Enforcing the law in Baguio is what we may call an exercise in contradiction. Drivers, mostly of public utility vehicles are rude and lack courtesy. They honk at you if you don’t move forward while the light is still red if they are following your vehicle. Meanwhile, the traffic cop doesn’t seem to mind.
               People cross pedestrian lanes even if the light is red which means don’t cross. But when a cop is around, they are cautious. Local folks have a term for it – “tangken ulo.” 
Meanwhile, police direct traffic even if traffic lights are on, confusing drivers on what to follow. The traffic light turns green which means move forward, but the traffic cop motions you to stop with an angry stare .
City councillors are saying they are taking note of such issues and recently passed a number of ordinances they consider vital and transformational.
Among these are the anti-profanity ordinance, provision of basic life support services and personnel trained in cardiopulmonary resuscitation for emergency situations in all public and private offices, establishment of women and children's desks in all of the city's 128 barangays, and additional aid to solo parents and their children.
But according to Vice Mayor Edison Bilog, ensuring the laws’ implementation is more important. He said they have now put in place a legislative tracking system (LTS) so the city council can effectively monitor if these ordinances are made known to the public and being implemented.
 "We have institutionalized this now, so that yearly, we are sure the laws we are making are being implemented,” Bilog said as reported by the Philippine News Agency.
Bilog said they write concerned agencies, including the mayor’s office, to inquire why a certain ordinance is not being implemented, and even ask for suggestions “on probable amendments that they want to be done, so that the law will become effective.”
Bilog said the LTS is also a way of reminding the implementing agencies on the existence of the ordinances, so these could be implemented.
He said the LTS has two goals — to let the city council see what ordinances are not being implemented and second, which ordinances need to be amended or abolished.
A staff of the city council research division cited, as an example, the 1988 ordinance on anti-littering and spitting that carries a penalty of P100 or imprisonment of 30-60 days for violators.

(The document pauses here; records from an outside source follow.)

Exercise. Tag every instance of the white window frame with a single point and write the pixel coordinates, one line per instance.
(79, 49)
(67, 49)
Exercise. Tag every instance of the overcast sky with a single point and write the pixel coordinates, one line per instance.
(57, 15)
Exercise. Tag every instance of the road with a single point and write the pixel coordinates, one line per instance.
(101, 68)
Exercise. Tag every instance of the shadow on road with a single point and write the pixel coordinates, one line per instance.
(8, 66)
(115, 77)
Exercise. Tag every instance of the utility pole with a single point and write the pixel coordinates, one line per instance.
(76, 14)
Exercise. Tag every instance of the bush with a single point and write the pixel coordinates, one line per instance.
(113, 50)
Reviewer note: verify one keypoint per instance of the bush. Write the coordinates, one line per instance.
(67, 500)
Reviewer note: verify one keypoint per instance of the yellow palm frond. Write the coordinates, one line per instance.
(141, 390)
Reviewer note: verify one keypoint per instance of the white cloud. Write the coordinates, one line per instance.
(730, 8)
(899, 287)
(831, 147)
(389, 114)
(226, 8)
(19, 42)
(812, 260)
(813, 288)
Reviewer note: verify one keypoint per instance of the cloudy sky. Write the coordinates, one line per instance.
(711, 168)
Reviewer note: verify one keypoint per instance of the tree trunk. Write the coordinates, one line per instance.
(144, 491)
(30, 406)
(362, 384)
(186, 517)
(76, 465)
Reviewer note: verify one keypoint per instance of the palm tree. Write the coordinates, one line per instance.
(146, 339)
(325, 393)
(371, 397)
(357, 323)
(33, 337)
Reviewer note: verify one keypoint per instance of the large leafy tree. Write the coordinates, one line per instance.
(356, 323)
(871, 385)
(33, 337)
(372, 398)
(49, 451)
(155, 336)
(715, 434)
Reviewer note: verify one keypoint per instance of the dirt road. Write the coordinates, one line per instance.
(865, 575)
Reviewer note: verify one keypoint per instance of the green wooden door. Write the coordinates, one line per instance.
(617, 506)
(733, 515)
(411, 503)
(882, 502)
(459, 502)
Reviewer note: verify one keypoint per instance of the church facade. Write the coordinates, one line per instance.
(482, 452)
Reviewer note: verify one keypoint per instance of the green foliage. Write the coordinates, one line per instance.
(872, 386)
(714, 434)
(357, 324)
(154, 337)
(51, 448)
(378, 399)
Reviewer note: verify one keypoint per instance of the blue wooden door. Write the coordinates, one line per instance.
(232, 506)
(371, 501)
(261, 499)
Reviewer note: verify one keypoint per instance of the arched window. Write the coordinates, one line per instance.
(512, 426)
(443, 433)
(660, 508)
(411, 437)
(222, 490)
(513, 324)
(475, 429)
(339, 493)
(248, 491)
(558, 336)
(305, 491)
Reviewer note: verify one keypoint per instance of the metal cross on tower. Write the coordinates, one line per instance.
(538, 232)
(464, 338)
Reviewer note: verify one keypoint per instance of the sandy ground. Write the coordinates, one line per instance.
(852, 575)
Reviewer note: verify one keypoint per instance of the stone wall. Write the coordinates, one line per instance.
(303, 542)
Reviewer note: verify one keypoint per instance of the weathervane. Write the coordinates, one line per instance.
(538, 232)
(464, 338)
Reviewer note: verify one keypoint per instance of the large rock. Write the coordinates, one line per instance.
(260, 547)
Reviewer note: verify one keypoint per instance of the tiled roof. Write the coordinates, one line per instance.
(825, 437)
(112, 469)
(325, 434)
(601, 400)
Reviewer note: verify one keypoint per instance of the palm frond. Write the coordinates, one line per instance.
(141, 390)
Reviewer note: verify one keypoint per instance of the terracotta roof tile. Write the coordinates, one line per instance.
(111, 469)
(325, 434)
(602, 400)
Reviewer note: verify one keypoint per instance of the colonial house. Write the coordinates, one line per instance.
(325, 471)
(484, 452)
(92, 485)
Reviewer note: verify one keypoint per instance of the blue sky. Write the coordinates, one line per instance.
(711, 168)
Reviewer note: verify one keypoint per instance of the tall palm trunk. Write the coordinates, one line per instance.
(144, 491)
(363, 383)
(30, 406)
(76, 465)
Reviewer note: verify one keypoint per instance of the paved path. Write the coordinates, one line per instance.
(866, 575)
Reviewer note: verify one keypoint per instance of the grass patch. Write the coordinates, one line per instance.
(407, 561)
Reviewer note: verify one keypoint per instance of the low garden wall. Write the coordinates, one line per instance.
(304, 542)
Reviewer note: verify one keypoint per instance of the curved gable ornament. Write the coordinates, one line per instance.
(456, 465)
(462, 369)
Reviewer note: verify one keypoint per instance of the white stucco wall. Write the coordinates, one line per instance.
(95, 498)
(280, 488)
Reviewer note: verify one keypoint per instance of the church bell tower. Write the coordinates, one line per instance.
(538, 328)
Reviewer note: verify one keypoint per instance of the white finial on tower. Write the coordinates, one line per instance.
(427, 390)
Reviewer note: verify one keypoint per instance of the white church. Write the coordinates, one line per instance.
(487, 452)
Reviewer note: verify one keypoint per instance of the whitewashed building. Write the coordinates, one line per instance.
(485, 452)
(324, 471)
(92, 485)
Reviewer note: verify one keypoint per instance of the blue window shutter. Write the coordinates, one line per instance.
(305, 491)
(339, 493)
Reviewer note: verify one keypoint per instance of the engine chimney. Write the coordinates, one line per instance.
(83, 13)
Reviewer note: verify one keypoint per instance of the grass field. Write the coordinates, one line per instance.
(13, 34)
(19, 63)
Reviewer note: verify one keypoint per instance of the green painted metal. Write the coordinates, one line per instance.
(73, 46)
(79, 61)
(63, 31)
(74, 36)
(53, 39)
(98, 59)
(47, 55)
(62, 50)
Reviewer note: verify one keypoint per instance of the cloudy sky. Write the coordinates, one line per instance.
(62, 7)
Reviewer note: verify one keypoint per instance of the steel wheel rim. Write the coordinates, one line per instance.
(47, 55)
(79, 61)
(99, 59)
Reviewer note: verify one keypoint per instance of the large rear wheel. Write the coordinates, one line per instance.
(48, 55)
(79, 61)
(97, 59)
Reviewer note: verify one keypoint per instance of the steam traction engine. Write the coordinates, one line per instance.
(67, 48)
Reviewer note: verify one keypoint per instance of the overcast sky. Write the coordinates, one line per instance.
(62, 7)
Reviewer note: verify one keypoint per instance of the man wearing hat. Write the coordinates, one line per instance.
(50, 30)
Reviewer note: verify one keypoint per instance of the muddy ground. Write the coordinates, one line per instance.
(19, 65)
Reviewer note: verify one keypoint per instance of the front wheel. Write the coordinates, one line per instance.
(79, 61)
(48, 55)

This was amended in 1995 and further revised in 2006 and in 2011.
In 2018, observations based on the LTS led to yet another recommended revision of the ordinance, thus, the filing of a resolution entitled “Prohibiting the chewing of betel nut and or spitting of betel nut quid or ‘moma' in public places in the city of Baguio in order to promote health and address environmental concerns and providing penalties in violation thereof.”
It was observed that despite earlier ordinances on spitting, the chewing and spitting of betel nut on the road has remained an unpleasant habit among residents of Baguio.
Despite this, pundits are rationalizing the situation saying locals are after all Filipinos wherein they live by the oft repeated phrase – pag may gusut, puedeng lumusot.
To our foreign readers, it simply means, if you can get away with it, do it.